Be Someone Real on the Virtual Team

When we lose the advantage of grabbing a coffee together or going to lunch, it helps to find different ways in which to build a good rapport with people you may never have met in person. How can we do that?

  • Be accessible online. Every team is different, but most teams I work with use IM and email pretty constantly throughout the workday, as well as what used to be considered "off-hours." I log into IM or Skype whenever I'm available, just to let other team members know that they can reach out to me if they need me. I make an extra effort to log in and be accessible online whenever my project work is at a peak. On one of my projects, one of the developers seems to do the same thing. It's both helpful and reassuring to know that if I hit an issue, I can reach out easily and find him. In a physical office situation, showing up for work on time and consistently at the office is the norm, but for virtual teams "showing up" means being accessible online.
  • Chance encounters. The other way I try to show up and become someone "real" to others is by traveling—creating an opportunity to meet people in person whenever possible. One team I've been on for awhile now has a group of people who travel regularly, and there's been a fair amount of joking and chatter about who has managed to meet team members in person. If I'm traveling, I ask people if they'd be willing to meet me somewhere in person. It can be fun to connect faces to the voices we hear in conference calls. I realize that this isn't an opportunity for some people; and, of course, many teams consist of people from different countries, whose chance of in-person meetings is slim. Still, if you're on the road, consider trying to meet members of your virtual team.

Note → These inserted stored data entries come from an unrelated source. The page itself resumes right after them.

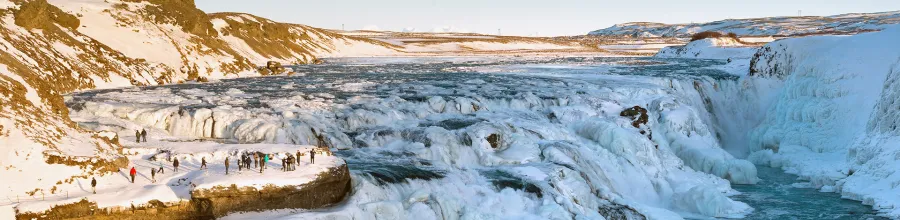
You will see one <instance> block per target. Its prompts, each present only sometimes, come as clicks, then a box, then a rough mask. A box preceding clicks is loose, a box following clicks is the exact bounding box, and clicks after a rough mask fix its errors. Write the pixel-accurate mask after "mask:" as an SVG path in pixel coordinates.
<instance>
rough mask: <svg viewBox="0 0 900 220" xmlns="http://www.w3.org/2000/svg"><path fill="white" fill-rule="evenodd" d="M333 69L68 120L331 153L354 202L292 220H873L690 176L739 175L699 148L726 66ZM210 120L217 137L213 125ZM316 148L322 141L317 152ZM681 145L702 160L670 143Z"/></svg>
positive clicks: (197, 139)
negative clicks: (670, 139)
mask: <svg viewBox="0 0 900 220" xmlns="http://www.w3.org/2000/svg"><path fill="white" fill-rule="evenodd" d="M329 61H330V64H327V65H314V66H296V67H293V69H294V71H295V72H297V73H298V74H296V75H293V76H275V77H258V78H243V79H227V80H220V81H216V82H211V83H207V84H181V85H170V86H161V87H148V88H140V89H133V88H131V89H112V90H96V91H89V92H84V93H79V94H74V95H72V96H71V97H69V99H67V104H68V105H69V106H70V108H71V109H72V110H73V111H74V113H73V115H74V116H73V118H74V120H75V121H76V122H78V123H79V124H80V125H82V127H85V128H88V129H95V130H116V129H118V128H124V127H126V126H125V125H122V124H116V123H123V122H122V120H121V119H125V120H127V121H131V122H134V123H138V124H141V125H142V126H154V127H155V128H157V129H161V130H165V131H166V132H168V133H170V134H171V135H173V136H174V137H173V141H178V140H177V138H175V137H178V138H183V139H184V140H186V141H191V140H198V138H199V139H204V138H215V139H218V141H220V142H223V143H234V144H241V143H287V144H310V145H315V144H322V142H325V144H328V145H329V146H331V147H332V148H339V149H343V150H341V151H338V152H337V153H336V155H338V156H339V157H342V158H344V159H345V160H346V161H347V162H348V164H349V167H350V169H351V171H352V174H353V176H354V192H353V194H352V195H351V197H350V198H349V199H348V201H346V202H345V203H344V204H343V205H342V206H339V207H335V208H331V209H328V210H316V211H310V212H303V213H300V214H296V215H299V216H294V217H302V218H322V219H329V218H338V217H371V218H404V219H419V218H421V219H433V218H450V219H452V218H455V217H460V216H461V218H469V219H492V218H496V219H572V218H576V217H584V218H588V219H593V218H599V216H606V217H611V218H613V219H616V218H641V217H643V216H641V214H637V213H643V214H649V215H651V217H652V216H656V217H661V216H669V215H676V213H677V214H681V215H682V216H686V217H696V216H702V215H707V216H708V215H715V214H716V213H719V214H722V213H724V214H722V216H718V217H742V216H745V215H746V218H748V219H834V218H841V219H865V218H868V217H873V216H874V214H875V213H873V211H872V210H871V208H870V207H867V206H864V205H861V204H860V202H857V201H849V200H842V199H840V196H839V195H838V194H834V193H820V192H817V191H815V190H813V189H802V188H795V187H792V186H791V184H792V183H794V182H796V178H795V177H793V176H791V175H788V174H784V173H782V172H781V171H780V170H777V169H772V168H758V171H759V172H758V176H759V177H760V178H761V179H762V181H760V182H759V183H758V184H756V185H735V186H729V184H728V182H727V181H724V180H722V179H720V178H717V177H713V176H711V175H708V174H704V173H702V172H697V171H694V170H698V171H704V172H710V173H713V174H715V175H718V176H720V177H723V178H735V176H736V175H735V174H732V173H728V174H722V173H714V172H715V171H714V170H709V169H708V170H703V169H704V168H703V167H704V166H705V165H703V164H702V163H696V161H716V163H720V164H717V166H718V165H722V164H733V163H732V162H730V161H726V160H735V159H734V158H732V157H730V156H722V155H721V154H722V153H724V151H722V150H721V149H718V147H717V146H718V143H709V142H710V141H712V142H716V140H718V139H719V138H717V137H716V136H721V135H728V134H727V132H726V133H721V132H720V133H716V134H710V132H709V131H710V130H711V129H712V128H713V127H721V126H716V125H715V124H716V123H728V122H726V121H725V120H723V119H722V118H724V117H722V116H719V117H717V116H716V113H715V112H713V113H708V112H712V111H711V109H718V110H720V111H721V109H722V108H719V106H714V105H715V103H716V102H715V101H714V100H713V101H710V100H709V99H711V98H710V97H711V96H710V94H709V93H710V92H713V91H724V90H725V89H726V87H728V86H729V85H736V84H737V83H736V80H738V78H739V77H737V76H734V75H730V74H728V73H726V72H724V71H722V70H719V69H717V68H716V67H717V66H719V65H723V64H725V63H724V62H722V61H712V60H674V59H653V58H593V57H588V58H582V57H574V58H551V59H483V58H453V59H441V58H424V59H419V58H410V59H398V58H393V59H352V60H344V59H335V60H329ZM731 87H732V88H737V87H738V86H731ZM704 90H706V91H704ZM635 105H640V106H646V107H647V108H649V109H650V111H651V112H652V113H653V114H662V115H665V116H666V117H661V116H656V115H654V116H652V117H654V119H653V120H652V121H653V122H651V123H650V124H648V125H647V126H649V127H652V128H653V131H650V130H649V129H647V127H644V128H641V129H645V130H640V129H635V128H634V127H632V122H631V121H630V120H629V119H626V118H625V117H622V116H620V112H621V111H622V109H624V108H628V107H631V106H635ZM691 112H696V114H692V113H691ZM212 116H215V118H216V120H215V121H216V122H218V123H215V122H214V123H211V124H212V125H207V124H206V123H205V120H208V119H209V118H211V117H212ZM110 117H118V118H110ZM656 118H659V119H656ZM716 120H721V121H718V122H717V121H716ZM733 130H741V129H733ZM648 131H649V132H651V133H646V132H648ZM119 132H131V131H130V130H124V131H119ZM317 135H322V136H323V138H321V139H320V140H318V141H317V140H316V138H315V137H316V136H317ZM310 137H313V138H310ZM667 138H672V139H671V140H670V139H667ZM691 138H693V139H691ZM680 139H691V140H694V143H697V142H700V143H703V142H704V141H705V143H706V144H707V145H703V146H710V147H701V148H688V147H685V146H681V145H676V144H672V145H670V143H669V142H672V143H675V142H676V140H680ZM651 140H652V141H655V142H651ZM667 140H668V141H667ZM710 148H712V149H710ZM685 152H686V153H685ZM724 154H727V153H724ZM723 161H724V162H723ZM722 166H724V165H722ZM691 168H693V169H691ZM730 170H740V169H738V168H731V169H730ZM748 175H750V174H748ZM752 175H756V174H752ZM732 188H733V189H734V190H733V189H732ZM735 190H737V191H740V192H742V194H739V195H736V194H738V193H736V192H737V191H735ZM723 195H732V196H731V199H733V200H737V201H742V202H745V203H747V204H749V205H750V206H751V207H753V208H755V212H753V213H750V214H749V215H747V211H749V210H750V209H749V208H747V207H746V205H744V204H743V203H739V202H733V201H731V200H729V199H728V198H726V197H724V196H723ZM668 210H672V211H668ZM698 214H700V215H698Z"/></svg>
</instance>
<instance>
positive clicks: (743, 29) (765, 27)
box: [588, 11, 900, 38]
mask: <svg viewBox="0 0 900 220" xmlns="http://www.w3.org/2000/svg"><path fill="white" fill-rule="evenodd" d="M897 23H900V11H891V12H880V13H858V14H842V15H834V16H826V17H818V16H804V17H768V18H752V19H728V20H721V21H714V22H708V23H691V24H662V23H651V22H632V23H624V24H617V25H614V26H612V27H608V28H604V29H600V30H596V31H592V32H590V33H588V35H598V36H618V37H639V38H647V37H690V36H691V35H693V34H695V33H700V32H704V31H718V32H726V33H727V32H731V33H735V34H737V35H740V36H796V35H812V34H852V33H860V32H868V31H877V30H882V29H884V27H887V26H888V25H890V24H897Z"/></svg>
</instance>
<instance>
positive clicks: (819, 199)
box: [732, 167, 887, 219]
mask: <svg viewBox="0 0 900 220" xmlns="http://www.w3.org/2000/svg"><path fill="white" fill-rule="evenodd" d="M757 169H758V170H759V178H761V179H762V181H760V182H759V183H758V184H756V185H733V186H732V187H733V188H734V189H735V190H738V191H740V192H742V193H743V194H742V195H738V196H734V197H732V198H733V199H735V200H738V201H741V202H745V203H747V204H749V205H750V206H752V207H753V208H754V209H756V210H755V211H754V212H753V214H751V215H750V216H747V218H746V219H887V218H883V217H878V216H877V214H878V213H877V212H876V211H874V210H872V207H871V206H866V205H863V204H862V203H860V202H859V201H853V200H848V199H841V196H840V194H837V193H823V192H819V191H818V190H816V189H806V188H796V187H793V186H791V184H793V183H796V182H798V181H797V176H795V175H791V174H786V173H784V172H783V171H782V170H781V169H779V168H770V167H757Z"/></svg>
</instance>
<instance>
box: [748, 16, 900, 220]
mask: <svg viewBox="0 0 900 220" xmlns="http://www.w3.org/2000/svg"><path fill="white" fill-rule="evenodd" d="M898 38H900V26H894V27H891V28H888V29H886V30H884V31H881V32H877V33H866V34H860V35H856V36H850V37H838V36H831V37H810V38H800V39H789V40H782V41H777V42H775V43H772V44H771V45H768V46H767V47H766V48H764V49H763V50H760V53H759V54H758V58H757V59H756V60H755V61H754V63H755V65H754V72H753V73H754V75H755V76H754V77H752V78H750V79H748V82H761V83H755V84H758V85H763V84H765V85H768V86H767V87H768V88H760V89H763V90H767V93H770V95H769V96H770V97H772V98H771V100H770V101H769V102H768V103H764V105H766V106H769V107H768V108H767V110H766V112H765V113H764V115H765V117H764V118H763V119H762V120H761V121H760V124H759V126H757V127H756V128H755V129H753V131H752V132H751V133H750V134H749V137H750V141H751V142H750V143H751V145H750V148H751V150H752V151H755V152H754V153H753V154H751V155H750V159H751V160H753V161H754V162H755V163H757V164H760V165H770V166H778V167H782V168H784V169H785V170H786V171H787V172H790V173H796V174H799V175H800V176H801V177H803V178H804V179H807V180H809V181H810V184H809V187H814V188H817V189H820V190H821V191H825V192H838V193H841V195H842V196H843V197H845V198H850V199H855V200H860V201H863V203H865V204H869V205H873V206H874V208H875V209H879V210H882V211H884V212H886V214H887V215H889V216H891V217H893V218H898V217H900V196H898V195H900V188H898V186H900V185H898V183H900V174H897V173H896V172H895V171H896V169H897V167H900V164H898V162H897V161H898V160H897V155H900V145H898V144H897V143H900V142H898V140H900V139H898V138H900V132H898V131H900V128H898V126H897V125H898V118H900V117H898V112H900V111H898V110H897V106H900V105H898V102H897V101H898V100H900V99H898V93H897V88H898V86H900V84H898V82H900V80H898V79H900V77H898V76H900V41H897V39H898ZM772 80H776V82H777V83H775V84H772V83H769V82H771V81H772ZM773 85H774V86H773Z"/></svg>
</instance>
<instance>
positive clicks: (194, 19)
mask: <svg viewBox="0 0 900 220" xmlns="http://www.w3.org/2000/svg"><path fill="white" fill-rule="evenodd" d="M212 17H214V18H216V17H218V16H216V15H213V16H212ZM246 17H247V21H246V23H247V24H250V23H251V21H249V20H250V19H258V20H263V19H261V18H257V17H253V16H249V15H247V16H246ZM222 19H226V18H222ZM212 20H214V19H210V17H209V16H208V15H206V14H205V13H203V12H202V11H200V10H198V9H196V8H195V7H193V2H191V1H178V2H167V1H149V2H138V1H103V0H83V1H68V0H50V1H49V2H48V1H28V2H27V3H26V2H20V3H18V4H17V3H13V2H12V1H7V0H0V48H3V49H2V50H0V85H2V86H0V94H2V95H0V103H2V104H0V134H2V135H0V143H2V144H3V146H4V147H3V148H0V167H3V169H0V176H3V177H4V178H8V180H9V181H0V197H4V198H16V197H29V198H31V197H32V196H37V198H40V196H42V195H46V196H48V197H49V196H58V195H59V193H61V192H60V191H59V190H61V189H62V188H65V186H64V185H69V184H72V183H73V181H75V179H82V180H83V178H85V177H87V176H95V175H101V174H107V175H108V174H114V173H113V172H115V171H116V170H117V169H118V168H121V167H125V166H126V165H127V164H128V160H127V159H126V158H125V157H123V156H122V154H121V151H120V144H119V142H118V141H117V140H116V139H117V137H116V136H115V135H112V136H110V135H109V133H108V132H91V131H86V130H84V129H82V128H79V127H78V126H76V124H75V123H74V122H72V121H71V120H70V118H69V115H68V109H67V108H66V107H65V104H64V99H63V97H62V94H66V93H70V92H74V91H82V90H87V89H101V88H112V87H123V86H132V85H160V84H170V83H177V82H181V81H185V80H190V79H195V78H197V77H205V78H211V79H215V78H224V77H237V76H254V75H258V74H257V73H255V71H254V69H255V68H256V66H258V65H263V64H264V62H265V61H268V60H278V61H282V62H283V63H286V64H289V63H307V62H312V61H313V60H314V59H315V57H316V55H317V54H324V53H338V52H342V50H343V51H352V50H353V49H352V47H353V46H367V45H377V44H373V43H377V42H375V41H372V40H354V39H352V38H349V37H345V36H342V35H337V34H334V33H330V32H327V31H323V30H319V29H314V28H309V27H305V26H302V25H289V24H275V23H274V22H271V21H267V20H263V21H258V22H263V23H266V24H267V25H271V26H276V27H280V26H287V27H288V29H278V28H274V30H272V31H271V32H270V34H275V33H274V32H275V31H283V32H284V33H297V34H298V35H300V36H303V37H305V38H302V39H300V40H298V41H295V42H293V43H294V45H297V47H284V48H286V49H283V50H280V51H278V52H283V53H278V54H276V53H273V52H272V51H271V50H269V49H270V48H266V47H251V46H247V45H253V44H251V43H245V42H246V40H245V39H241V38H239V37H233V36H235V35H229V34H228V33H230V32H225V31H218V30H216V28H217V26H216V24H215V22H213V21H212ZM233 24H237V23H233ZM248 27H254V26H252V25H247V26H240V27H232V28H230V29H228V31H231V32H241V33H245V34H248V35H253V34H260V32H254V31H256V29H251V28H248ZM218 28H219V29H225V28H227V27H222V26H218ZM241 36H246V35H241ZM257 40H269V41H277V40H281V39H274V38H270V39H261V38H257ZM347 42H352V43H354V44H353V46H343V45H344V44H347ZM264 43H271V42H264ZM335 43H340V44H341V46H335ZM389 50H390V49H385V50H382V51H389ZM379 52H380V51H379ZM37 171H40V172H37ZM22 200H24V198H23V199H22Z"/></svg>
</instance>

  • Be consistent. Part of being a dependable resource on a project is being consistent. I believe that consistent communications and consistent behavior breed trust. If you want people to depend on you, demonstrate consistency in everything you do. If something in your life is affecting your work, tell your team members. It's best to share that sort of personal information with your team, so that they understand what's going on with you. That way, if they notice a difference in your behavior or communications, they won't conclude that you're inconsistent or unpredictable. You don't have to tell everyone all your life's stories, but you can "be real," sharing aspects of your life and current issues as needed, while still being professional.